18. Kata siapa kita aman?

210 36 6
                                    

Hari ini adalah hari yang ditunggu oleh semua orang -termasuk Johnny hyung. Walau sedih karena kekasih hatinya akan melepas masa lajang, namun ia juga ikut bahagia bisa mendampingi Ten menjemput kebahagiaannya. Lagipula, ia akan melepaskan Ten kepada temannya sendiri yang tidak pernah diragukan kehebatannya dalam berbagai sisi.

Walau semalam Johnny hyung menangis di kamar bersama Jeno dan Yuta Hyung + yogurt, Jaemin dan Mark.

Walau semalam Jeno harus rela tenggelam dalam pelukan Johnny saat tidur karena kelelahan setelah menangis.

Walau Jeno harus merelakan ia tidak bisa sleep call dengan Renjun.

Hari ini tetap menjadi hari yang Johnny tunggu.

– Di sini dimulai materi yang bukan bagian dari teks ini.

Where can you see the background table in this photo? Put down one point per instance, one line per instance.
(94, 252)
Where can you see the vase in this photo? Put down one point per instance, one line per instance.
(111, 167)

Tadinya Taeyong hanya berniat mengundang orang terdekat saja tapi semua berubah kala ia menceritakan maksudnya pada sang kekasih. Ten itu extrovert semi ambivert yang temannya ada dimana-mana. Belum lagi ia juga seorang pemilik usaha yang cukup ternama sehingga mau dibilang mengundang orang terdekat pun rasanya semua orang dekat dengan Ten hyung.

Itu sebabnya, hari ini tamu undangan ada cukup banyak. Beberapa dari mereka memang kenalannya sang papa, beberapa lagi teman-teman dari mempelai dan tentu saja Jeno juga gerombolannya.

Jangan lupa ada Yogurt, Cherry dan kucing-kucing juga anjing milik Ten turut hadir. Acara ini sangat meriah, semeriah itu sampai-sampai semua orang cukup lengah akan keadaan sekitar.

Sebenarnya, sejak awal pun Jeno paham. Ketika nama Lee tersemat pada namanya lengkap dengan semua strata keluarga, Jeno tahu kok kalau ia tidak akan hidup dengan tenang. 'Kehilangan' akan menjadi nama tengah dari kisah hidupnya, Jeno paham sekali dengan hal tersebut. Mama yang pergi saat ia masih kecil akibat ulah jahat lawan papa-nya, penculikan, penyerangan, gangguan terhadap orang terdekatnya pokoknya apapun itu yang menyangkut keselamatan dan ketenangan sudah Jeno hapal di luar kepala.

Pokoknya ia harus bekerja keras berkali lipat untuk memastikan semua kesayangannya hidup dengan tenang.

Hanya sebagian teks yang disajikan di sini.